Personne ne peut éviter les difficultés et les soucis de la vie quotidienne. Chacun bien entendu aimerai avoir à ses côtés une personne à l’écoute empathique, capable de définir un sens à la vie, douée pour remettre chaque mot et chaque note à sa place, habile pour soulager le cœur et l’esprit.

La femme inculte, égoïste, qui ignore tout des us et coutumes de la vie matrimoniale et des secrets de la vie sociale, ne permettra pas à son mari de recharger ses batteries. Lorsque l’homme rentre chez lui après une journée harassante, le repos et le calme s’imposent certes comme étant les moyens les plus efficaces, pour reconquérir sa vitalité. Certaines épouses cependant réservent à leur mari, un accueil des plus contraignants. Une fois rentré chez lui, son épouse lui récite la liste des reproches : « Vous m’avez laissée seule avec vos enfants. Ahmed a cassé la vitre de la fenêtre dans la chambre. Les deux autres se battent constamment. La neurasthénie ajoutée aux  cris des enfants et des personnes à l’extérieur me rendent folle. Le travail de la matinée est très dur et personne ne vient m’aider. J’aurais voulu ne pas avoir d’enfants. 

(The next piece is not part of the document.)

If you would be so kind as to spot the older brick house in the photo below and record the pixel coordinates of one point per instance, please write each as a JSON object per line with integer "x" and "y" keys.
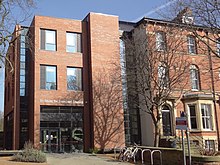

Et ce n’est pas fini car j’ai oublié de vous dire : Votre sœur est venue aujourd’hui et nous nous sommes disputé sans raison. Elle agissait comme si j’avais mangé l’héritage de son père. Et que DIEU me sauve de votre mère. Elle passe son temps à me critiquer. Dommage pour moi que je vive dans une telle maison. Et puis hier, j’aurais aimé ne jamais être allé à ce mariage. Cela m’aurait permis de préserver mon honneur. Madame Hassan arborait une coiffure si splendide et portait des vêtements tellement merveilleux, que lorsqu’elle entra dans la maison accompagnée par son époux, tous les convives lui témoignèrent de l’admiration. Tout le monde était subjugué par la beauté de ses vêtements. Apparemment son mari dépense généreusement pour elle. Elle au moins son mari l’aime. Il y en a qui ont vraiment de la chance. Vous, vous ne m’aimez pas. Je ne pourrai pas vous supporter toute la vie, vous et vos enfants. ».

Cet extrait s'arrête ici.